La réforme liturgique par Benoît XVI. Fin de l'exposé de Martin Mosebach (21/8/2017)

>>> Le fil rouge du Pape Benoît (I)

Le fil rouge du Pape Benoît

Martin Mosebach
7 avril 2017
First Things (original en allemand: CNA)
Deuxième partie (et fin)
Ma traduction

* * *

Cela vaut-il encore la peine de demander à quoi la «réforme de la réforme» aurait ressemblé si elle avait été achevée? Le pape Benoît ne pensait pas remettre en cause l'usage du vernaculaire. Il le considérait comme irréversible, même s'il avait pu saluer la prolifération de messes occasionnelles en latin. La correction de l'orientation incorrecte de la célébration de la messe était très important pour lui, de même que la réception de la communion sur la langue (non abolie par le missel de Paul VI). Il avait favorisé l'utilisation du Canon romain - pas interdite non plus actuellement. S'il avait, en outre, pensé à mettre dans le nouveau missel les très importantes prières d'offertoire du rite traditionnel, on pourrait dire que la réforme de la réforme était simplement un retour au missel post-conciliaire de 1965 que le pape Paul lui-même avait promulgué avant sa réforme drastique de la messe. A propos de l'édition de 1966 du missel Schott, le cardinal secrétaire d'état de l'époque, Amleto Giovanni Cicognani, écrivit: «La caractéristique unique et cruciale de cette nouvelle édition est sa parfaite union avec la Constitution du Concile sur la Liturgie Sacrée»

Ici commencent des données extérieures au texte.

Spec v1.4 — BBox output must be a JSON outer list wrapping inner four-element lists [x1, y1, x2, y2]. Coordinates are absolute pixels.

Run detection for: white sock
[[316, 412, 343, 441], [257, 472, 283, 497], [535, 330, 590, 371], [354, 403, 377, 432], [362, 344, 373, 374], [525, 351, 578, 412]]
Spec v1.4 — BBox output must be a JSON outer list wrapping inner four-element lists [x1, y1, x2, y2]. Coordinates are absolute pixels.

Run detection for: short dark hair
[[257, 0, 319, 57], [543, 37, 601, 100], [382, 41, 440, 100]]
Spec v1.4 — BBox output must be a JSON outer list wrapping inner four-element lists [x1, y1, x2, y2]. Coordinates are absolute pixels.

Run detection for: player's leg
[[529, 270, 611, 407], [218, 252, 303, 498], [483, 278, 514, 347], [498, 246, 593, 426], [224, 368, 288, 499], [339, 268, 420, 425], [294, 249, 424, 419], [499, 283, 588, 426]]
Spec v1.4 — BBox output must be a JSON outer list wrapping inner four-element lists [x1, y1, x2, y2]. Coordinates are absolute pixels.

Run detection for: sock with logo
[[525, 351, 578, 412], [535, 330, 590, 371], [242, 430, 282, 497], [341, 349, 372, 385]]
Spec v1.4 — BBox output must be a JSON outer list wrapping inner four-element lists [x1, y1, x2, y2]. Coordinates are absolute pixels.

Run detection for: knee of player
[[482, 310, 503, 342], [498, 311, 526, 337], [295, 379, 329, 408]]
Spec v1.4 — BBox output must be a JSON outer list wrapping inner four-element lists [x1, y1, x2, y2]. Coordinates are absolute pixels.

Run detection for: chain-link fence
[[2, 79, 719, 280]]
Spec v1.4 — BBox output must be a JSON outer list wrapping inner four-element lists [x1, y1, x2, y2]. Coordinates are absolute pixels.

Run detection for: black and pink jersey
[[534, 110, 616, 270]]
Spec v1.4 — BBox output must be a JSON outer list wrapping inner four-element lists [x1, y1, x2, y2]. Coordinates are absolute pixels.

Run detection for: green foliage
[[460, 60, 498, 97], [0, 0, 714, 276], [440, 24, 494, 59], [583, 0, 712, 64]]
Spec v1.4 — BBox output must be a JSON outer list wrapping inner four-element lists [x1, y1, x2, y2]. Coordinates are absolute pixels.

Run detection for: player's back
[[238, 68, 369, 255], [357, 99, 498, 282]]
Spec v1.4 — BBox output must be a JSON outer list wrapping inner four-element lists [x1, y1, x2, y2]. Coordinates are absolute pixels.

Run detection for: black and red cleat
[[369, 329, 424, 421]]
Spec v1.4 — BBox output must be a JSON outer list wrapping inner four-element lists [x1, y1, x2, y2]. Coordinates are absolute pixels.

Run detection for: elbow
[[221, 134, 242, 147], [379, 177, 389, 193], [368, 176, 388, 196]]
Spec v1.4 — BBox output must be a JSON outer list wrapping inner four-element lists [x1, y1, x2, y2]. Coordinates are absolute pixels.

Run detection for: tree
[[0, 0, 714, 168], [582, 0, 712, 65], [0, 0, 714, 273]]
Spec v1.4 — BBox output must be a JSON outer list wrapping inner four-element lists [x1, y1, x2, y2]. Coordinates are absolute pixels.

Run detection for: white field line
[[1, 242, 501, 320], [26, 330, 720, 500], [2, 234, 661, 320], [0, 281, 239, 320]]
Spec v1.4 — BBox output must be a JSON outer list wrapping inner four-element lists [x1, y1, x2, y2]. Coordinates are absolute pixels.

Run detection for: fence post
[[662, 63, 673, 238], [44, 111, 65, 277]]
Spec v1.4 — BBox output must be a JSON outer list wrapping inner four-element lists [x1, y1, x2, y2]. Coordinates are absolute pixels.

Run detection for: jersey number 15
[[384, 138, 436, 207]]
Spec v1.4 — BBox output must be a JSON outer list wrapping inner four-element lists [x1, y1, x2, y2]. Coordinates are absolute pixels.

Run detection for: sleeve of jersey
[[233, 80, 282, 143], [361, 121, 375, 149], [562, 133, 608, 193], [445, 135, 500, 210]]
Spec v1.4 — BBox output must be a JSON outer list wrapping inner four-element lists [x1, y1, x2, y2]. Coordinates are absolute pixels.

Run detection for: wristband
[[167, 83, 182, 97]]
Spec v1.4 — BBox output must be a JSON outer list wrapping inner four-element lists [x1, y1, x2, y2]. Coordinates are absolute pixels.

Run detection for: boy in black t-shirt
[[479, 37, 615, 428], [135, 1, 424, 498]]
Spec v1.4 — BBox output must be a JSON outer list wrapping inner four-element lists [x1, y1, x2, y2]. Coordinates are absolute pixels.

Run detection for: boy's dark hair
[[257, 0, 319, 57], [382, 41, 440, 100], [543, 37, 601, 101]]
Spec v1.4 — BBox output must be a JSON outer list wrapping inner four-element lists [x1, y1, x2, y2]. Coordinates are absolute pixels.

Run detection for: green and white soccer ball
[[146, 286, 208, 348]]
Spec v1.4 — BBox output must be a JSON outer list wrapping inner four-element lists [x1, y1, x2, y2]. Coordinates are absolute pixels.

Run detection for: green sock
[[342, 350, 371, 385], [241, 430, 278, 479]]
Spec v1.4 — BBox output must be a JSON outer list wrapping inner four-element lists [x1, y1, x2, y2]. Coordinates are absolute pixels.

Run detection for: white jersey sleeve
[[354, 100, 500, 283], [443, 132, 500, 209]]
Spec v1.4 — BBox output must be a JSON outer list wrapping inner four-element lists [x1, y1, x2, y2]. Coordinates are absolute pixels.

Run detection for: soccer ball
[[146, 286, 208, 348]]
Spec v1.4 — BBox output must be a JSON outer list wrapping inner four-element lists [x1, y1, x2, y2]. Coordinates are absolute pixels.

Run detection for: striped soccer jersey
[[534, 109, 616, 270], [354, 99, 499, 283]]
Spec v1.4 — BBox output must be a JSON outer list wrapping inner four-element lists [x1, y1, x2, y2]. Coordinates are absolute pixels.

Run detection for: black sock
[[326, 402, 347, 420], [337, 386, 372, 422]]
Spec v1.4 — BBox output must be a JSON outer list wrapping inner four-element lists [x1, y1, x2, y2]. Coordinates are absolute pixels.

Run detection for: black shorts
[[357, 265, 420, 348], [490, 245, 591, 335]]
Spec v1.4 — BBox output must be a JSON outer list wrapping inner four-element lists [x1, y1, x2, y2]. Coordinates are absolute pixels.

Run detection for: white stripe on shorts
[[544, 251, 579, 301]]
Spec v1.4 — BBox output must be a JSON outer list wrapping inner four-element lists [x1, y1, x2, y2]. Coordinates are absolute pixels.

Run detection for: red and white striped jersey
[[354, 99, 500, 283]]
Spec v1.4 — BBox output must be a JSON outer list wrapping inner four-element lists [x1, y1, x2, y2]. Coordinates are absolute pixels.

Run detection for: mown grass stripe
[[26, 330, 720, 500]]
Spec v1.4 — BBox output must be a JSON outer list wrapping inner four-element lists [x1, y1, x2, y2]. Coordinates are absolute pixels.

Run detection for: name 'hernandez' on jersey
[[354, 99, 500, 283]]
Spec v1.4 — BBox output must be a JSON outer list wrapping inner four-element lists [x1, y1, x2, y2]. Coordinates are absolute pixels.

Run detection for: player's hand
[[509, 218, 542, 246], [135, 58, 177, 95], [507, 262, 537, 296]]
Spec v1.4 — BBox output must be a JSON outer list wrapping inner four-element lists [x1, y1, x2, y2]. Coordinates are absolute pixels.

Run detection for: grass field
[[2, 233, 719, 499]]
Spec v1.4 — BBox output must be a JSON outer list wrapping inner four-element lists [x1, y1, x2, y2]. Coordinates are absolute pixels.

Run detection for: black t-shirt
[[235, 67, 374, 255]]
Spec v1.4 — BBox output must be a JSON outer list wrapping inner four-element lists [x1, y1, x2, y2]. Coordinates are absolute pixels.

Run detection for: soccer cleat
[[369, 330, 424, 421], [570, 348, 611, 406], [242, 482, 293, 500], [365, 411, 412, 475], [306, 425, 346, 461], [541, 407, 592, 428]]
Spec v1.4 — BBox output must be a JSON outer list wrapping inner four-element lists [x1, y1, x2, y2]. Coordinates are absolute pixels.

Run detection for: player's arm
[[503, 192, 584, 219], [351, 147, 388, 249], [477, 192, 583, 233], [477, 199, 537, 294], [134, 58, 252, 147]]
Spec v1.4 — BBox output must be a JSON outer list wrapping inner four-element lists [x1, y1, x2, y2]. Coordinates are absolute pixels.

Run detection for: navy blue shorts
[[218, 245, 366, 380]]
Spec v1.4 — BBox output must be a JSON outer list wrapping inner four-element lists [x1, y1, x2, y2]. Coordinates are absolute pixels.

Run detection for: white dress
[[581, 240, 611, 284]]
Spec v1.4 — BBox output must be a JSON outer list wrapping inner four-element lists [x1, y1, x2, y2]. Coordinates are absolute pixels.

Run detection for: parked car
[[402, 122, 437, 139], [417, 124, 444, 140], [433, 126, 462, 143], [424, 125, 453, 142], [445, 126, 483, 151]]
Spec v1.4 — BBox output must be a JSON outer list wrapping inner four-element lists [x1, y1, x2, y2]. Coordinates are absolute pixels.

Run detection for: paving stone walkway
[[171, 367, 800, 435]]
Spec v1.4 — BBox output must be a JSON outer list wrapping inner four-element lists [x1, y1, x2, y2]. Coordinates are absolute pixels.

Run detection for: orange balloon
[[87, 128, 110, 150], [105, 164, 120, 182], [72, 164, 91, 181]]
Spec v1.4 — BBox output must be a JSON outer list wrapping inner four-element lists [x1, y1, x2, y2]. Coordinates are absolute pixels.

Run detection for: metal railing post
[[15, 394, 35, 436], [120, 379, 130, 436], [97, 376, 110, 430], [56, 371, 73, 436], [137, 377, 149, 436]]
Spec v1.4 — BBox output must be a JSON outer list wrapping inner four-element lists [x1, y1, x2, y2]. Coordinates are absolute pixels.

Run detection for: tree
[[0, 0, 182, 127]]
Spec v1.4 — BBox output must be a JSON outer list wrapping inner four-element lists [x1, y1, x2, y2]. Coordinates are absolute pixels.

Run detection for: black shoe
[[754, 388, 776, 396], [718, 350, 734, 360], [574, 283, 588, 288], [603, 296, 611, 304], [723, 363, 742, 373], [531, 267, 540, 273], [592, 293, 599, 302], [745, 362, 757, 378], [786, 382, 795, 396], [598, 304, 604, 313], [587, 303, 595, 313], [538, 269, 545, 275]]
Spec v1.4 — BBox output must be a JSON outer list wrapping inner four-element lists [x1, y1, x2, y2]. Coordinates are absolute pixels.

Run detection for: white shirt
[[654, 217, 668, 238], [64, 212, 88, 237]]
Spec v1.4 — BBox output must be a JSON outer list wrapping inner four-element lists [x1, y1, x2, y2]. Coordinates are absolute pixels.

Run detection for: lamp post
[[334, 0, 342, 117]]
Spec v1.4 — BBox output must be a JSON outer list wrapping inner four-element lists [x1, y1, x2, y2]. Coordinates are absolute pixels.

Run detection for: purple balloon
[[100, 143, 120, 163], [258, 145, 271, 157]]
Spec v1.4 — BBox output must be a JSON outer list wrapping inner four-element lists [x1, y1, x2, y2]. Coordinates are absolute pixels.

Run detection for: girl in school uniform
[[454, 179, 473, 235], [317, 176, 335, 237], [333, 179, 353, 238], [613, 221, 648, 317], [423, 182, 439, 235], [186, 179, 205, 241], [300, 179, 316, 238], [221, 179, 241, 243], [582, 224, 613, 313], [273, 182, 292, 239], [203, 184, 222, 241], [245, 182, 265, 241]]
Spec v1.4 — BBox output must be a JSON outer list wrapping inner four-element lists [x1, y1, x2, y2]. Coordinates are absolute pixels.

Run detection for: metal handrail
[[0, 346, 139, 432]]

Ce qui a conduit le pape Paul à ignorer le missel qu'il avait lui-même promulgué, et peu de temps après à publier un nouveau missel - un missel qui ne correspondait plus à la tâche fixée par le Concile - fait partie des grandes énigmes de l'histoire récente de l'Église. Une chose est certaine: si les choses étaient restées telles qu'elles étaient dans la version de 1965, qui, même si elles infligeaint de nombreux sacrifices absurdes, laissaient dans l'ensemble le rite intact, la révolte du grand Archevêque Lefebvre n'aurait jamais eu lieu. Mais une autre chose est également vraie. Même aujourd'hui, rien n'empêche un prêtre d'inclure dans la célébration de la Messe les composantes les plus importantes de la «réforme de la réforme»: la célébration ad orientem, la communion sur la langue, le Canon romain, l'usage occasionnel du latin. Selon les livres de l'Église, cela est possible même aujourd'hui, bien que dans une congrégation individuelle, il faille un courage considérable, et une certaine autorité pour retrouver le chemin de cette forme sans le soutien de Rome. En vérité, la réforme de la réforme n'aurait pas été une réussite extraordinaire; elle n'aurait pas recouvré de nombreux trésors spirituels du vieux Rite. Mais elle aurait certainement entraîné un changement d'atmosphère, elle aurait permis le retour de l'esprit d'adoration et de la place du sacré. Quand un prêtre individuel s'engage dans une paroisse isolée et pour son propre compte, il risque une lutte épuisante avec son supérieur et des ennuis avec son comité de liturgie. Ainsi, ce qui est possible et autorisé devient rapidement pratiquement impossible. Quel sera l'utilité d'un seul document papal qui recommande la célébration d' Ad orientem!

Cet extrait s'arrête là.